Overview

A First in Human Study of AUR 103 Calcium to Evaluate Safety, Pharmacokinetics and Pharmacodynamics

Status:
Recruiting

Trial end date:
2026-10-16

Target enrollment:
0

Participant gender:
All

Summary

A Phase I, Open Label, Dose-Escalation, First in Human (FIH) study evaluating the Safety, Pharmacokinetics, Pharmacodynamics and Efficacy of AUR103 Calcium in patients with relapsed advanced malignancies (BHARAT-1).

Phase:

Phase 1

Accepts Healthy Volunteers?

Details

Lead Sponsor:

Aurigene Discovery Technologies Limited

Treatments:

Calcium

Criteria

Inclusion Criteria:

1. Provide signed and dated informed consent and agree to comply with all study related
activities.

2. Male or female patients aged ≥ 18 years.

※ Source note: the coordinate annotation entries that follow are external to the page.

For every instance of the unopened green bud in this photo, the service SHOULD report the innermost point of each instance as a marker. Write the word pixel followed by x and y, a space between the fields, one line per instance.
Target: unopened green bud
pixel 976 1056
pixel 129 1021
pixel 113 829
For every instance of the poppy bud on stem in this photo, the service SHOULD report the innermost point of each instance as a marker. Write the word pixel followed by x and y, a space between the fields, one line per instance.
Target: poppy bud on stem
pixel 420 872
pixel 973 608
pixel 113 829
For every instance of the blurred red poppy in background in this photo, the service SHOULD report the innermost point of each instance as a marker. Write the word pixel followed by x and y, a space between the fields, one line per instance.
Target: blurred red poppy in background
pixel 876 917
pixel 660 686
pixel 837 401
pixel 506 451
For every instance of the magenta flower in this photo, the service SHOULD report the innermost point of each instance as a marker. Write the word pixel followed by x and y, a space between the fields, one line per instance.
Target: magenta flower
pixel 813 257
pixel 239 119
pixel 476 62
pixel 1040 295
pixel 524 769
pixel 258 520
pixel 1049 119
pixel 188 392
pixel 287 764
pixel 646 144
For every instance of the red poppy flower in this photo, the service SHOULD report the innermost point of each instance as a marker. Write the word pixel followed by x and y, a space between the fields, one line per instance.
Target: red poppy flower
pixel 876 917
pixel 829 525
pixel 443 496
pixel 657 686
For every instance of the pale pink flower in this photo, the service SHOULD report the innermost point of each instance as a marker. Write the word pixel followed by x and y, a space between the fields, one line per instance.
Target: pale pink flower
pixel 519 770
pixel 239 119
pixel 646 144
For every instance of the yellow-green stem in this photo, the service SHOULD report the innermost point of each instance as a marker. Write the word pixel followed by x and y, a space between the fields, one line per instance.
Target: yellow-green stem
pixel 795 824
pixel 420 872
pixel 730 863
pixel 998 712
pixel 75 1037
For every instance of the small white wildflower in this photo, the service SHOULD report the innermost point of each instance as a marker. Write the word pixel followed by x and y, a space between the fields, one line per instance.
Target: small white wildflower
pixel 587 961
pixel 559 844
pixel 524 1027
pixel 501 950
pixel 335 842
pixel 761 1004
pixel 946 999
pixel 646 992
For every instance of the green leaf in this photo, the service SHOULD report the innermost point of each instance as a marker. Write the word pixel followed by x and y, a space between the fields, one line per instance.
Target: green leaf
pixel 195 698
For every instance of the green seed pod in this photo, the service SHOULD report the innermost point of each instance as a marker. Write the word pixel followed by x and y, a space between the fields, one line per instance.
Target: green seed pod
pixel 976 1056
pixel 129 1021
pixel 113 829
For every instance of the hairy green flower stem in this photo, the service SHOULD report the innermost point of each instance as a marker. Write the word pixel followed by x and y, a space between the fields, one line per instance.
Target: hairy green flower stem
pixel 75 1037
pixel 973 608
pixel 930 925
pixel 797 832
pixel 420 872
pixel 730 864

3. Patients have to meet the following criteria for each of the respective parts of the
study:

Part 1:

Pathological diagnosis of a solid tumor. Standard curative or life prolonging measures
do not exist and patient must have exhausted all effective therapies, available
locally. At a minimum, patients should have received at least 2 lines of therapy in
the metastatic setting.

Part 2A and 2B:

Diagnosis of Acute myeloid leukemia (AML) according to the World Health Organization
(WHO 2016, Appendix B) criteria. OR Myelodysplastic syndrome (MDS) according to the
WHO classification (WHO 2016, Appendix B). Patients with relapsed / refractory AML
(patients should have received at least one line of previous therapy and be eligible
for single agent Azacitidine) or Intermediate / High-Risk / Very High-Risk
Myelodysplastic syndrome (MDS) with IPSS-R score greater than 3.5, by IPSS - R
criterion (Appendix C) who are eligible to receive AZA.

Part 3A and 3B:

Patients of CD20+ B cell NHL, who are refractory or relapsed after at least two
previous lines of therapy Patients must not have any curative or life prolonging
option and must not require immediate cytoreductive therapy Patients with histological
sub-types of follicular lymphoma, marginal zone lymphoma (includes nodal marginal
zone, splenic marginal zone and extra-nodal marginal zone of MALT tissue), mantle cell
lymphoma, diffuse large B cell lymphoma, histologically transformed indolent lymphomas
to DLBCL, high-grade B cell lymphomas and Primary Mediastinal Large B cell Lymphoma.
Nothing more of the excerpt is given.